The streaking Washington Nationals won their seventh straight game with a third consecutive walk-off victory as they assert their case as the NL's best team.
After a season full of slumps, injuries and struggles, the Washington Nationals have hit their stride. On Monday night, the team grabbed its seventh straight win and third straight walkoff, with Adam LaRoche's solo homer in the 11th inning downing the Arizona Diamondbacks. That's part of a recent hot stretch that's helped the Nationals open up a six-game lead in the National League East and almost ensure a trip to the postseason.
What's impressive about that division lead is how quickly Washington opened it up. As recently as July 20, the Nationals and Braves were locked in a tie for first in the East, but since then, the Nats have gone 17-10 — a .630 winning percentage — while Atlanta has stumbled to an 11-16 mark. With 70 wins, Washington is now tied with the Dodgers and Brewers for the most in the NL, and the Nationals' .569 winning percentage is .009 ahead of Milwaukee for the best such mark in the Senior Circuit. In terms of division leads, Washington's six-game advantage is the biggest among the three NL leaders and is the second-biggest in MLB; only Baltimore (7 1/2 games) has a bigger cushion. All of that has given the Nationals a near-lock status for the playoffs, with Baseball Prospectus estimating their odds for making the postseason at 97.7 before Monday's action. Only the Athletics and Angels are better bets.
Nonetheless, for as dominant as the Nationals have looked lately, they've needed some late-inning heroics to keep their current winning streak going. On Monday, trailing 3-2 in the eighth inning, Washington got a double from Denard Span followed by a triple from Anthony Rendon to tie it up. A sacrifice fly from Jayson Werth gave the Nationals the 4-3 lead going into the ninth, but Tyler Clippard, who was filling in for the struggling Rafael Soriano at closer, gave up a game-tying homer to David Peralta to send the game into extras. Then, after two Diamondbacks threats were erased in the 10th and 11th innings, LaRoche took a 3-1 breaking ball from reliever Will Harris and smashed it off the facade of the second deck in right field for the game winner.
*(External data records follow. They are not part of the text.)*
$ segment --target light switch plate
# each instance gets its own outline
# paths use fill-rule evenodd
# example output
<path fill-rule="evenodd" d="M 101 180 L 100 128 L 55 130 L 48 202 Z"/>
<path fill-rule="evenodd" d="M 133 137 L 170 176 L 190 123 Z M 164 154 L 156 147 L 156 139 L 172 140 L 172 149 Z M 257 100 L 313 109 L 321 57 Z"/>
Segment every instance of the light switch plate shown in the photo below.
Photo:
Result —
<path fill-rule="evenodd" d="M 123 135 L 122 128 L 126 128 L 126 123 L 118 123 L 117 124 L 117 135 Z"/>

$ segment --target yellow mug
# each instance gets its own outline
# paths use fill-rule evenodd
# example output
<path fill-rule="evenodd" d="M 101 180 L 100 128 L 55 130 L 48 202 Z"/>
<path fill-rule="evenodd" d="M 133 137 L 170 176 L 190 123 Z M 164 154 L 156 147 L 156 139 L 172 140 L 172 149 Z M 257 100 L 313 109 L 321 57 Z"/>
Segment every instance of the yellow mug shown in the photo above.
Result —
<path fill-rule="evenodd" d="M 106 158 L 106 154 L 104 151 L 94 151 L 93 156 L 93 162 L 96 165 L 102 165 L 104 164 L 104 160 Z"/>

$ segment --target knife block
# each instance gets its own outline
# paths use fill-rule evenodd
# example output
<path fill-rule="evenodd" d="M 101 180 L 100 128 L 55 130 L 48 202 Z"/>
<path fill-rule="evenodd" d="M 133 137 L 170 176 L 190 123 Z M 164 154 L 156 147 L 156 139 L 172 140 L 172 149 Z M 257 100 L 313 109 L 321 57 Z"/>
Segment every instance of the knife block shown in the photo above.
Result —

While LaRoche's blast sent the team home happy, Washington has to be concerned about its bullpen at the moment. Soriano has been scored upon in three of his last four appearances, including a three-run meltdown against the Pirates on Sunday. He's surrendered 10 runs in 11 2/3 innings since the All-Star break — admittedly a small sample size, but a worrisome figure nonetheless. Monday's blown save aside, Clippard has been excellent as Soriano's setup man, but offseason addition Jerry Blevins has struggled as Washington's lefty, necessitating a trade for veteran southpaw Matt Thornton. Former closer Drew Storen, meanwhile, has settled into a role as the team's top seventh-inning arm, but his weak peripherals (primarily a low strikeout-per-nine ratio) aren't promising.
What Washington needs is for its starting pitching staff to carry the load, and recently, the rotation's done just that. During the Nationals' current seven-game win streak, Washington's starters have completed seven or more innings four times (Jordan Zimmermann, who went seven innings against Arizona, was held to 6 1/3 in his prior start). That streak includes two seven-inning outings from Doug Fister, who has emerged as the team's ace ahead of Stephen Strasburg. The continued struggles of Gio Gonzalez (92 ERA+ and a walks-per-nine rate of 3.7) are worrisome, but the unheralded performance of Tanner Roark (12-7, 2.93 ERA) coupled with Fister, Strasburg and Zimmermann give the team an imposing rotation that can match up with any other NL or AL contender.
Thankfully for the Nationals, their hot stretch and Atlanta's slump have bought the team time and space to work through any issues before October. If they can get Gonzalez back to a semblance of his 2012 form, they'll have a top four better than any team in baseball. That will lighten the load on the bullpen as well as the team tries to get the mercurial Soriano back in the groove. Offensively, the Nationals will get a boost when Ryan Zimmerman returns, likely in late September.
Of course, it wouldn't hurt if the Nationals could find a solution to their biggest obstacle in 2014: The Braves. Atlanta is 9-4 against Washington this season — 22-10 since the start of 2013 — and the two teams have six head-to-head games remaining this season. A strong finish to the year against their biggest rivals would go a long way toward establishing the Nationals as the NL's top World Series contender.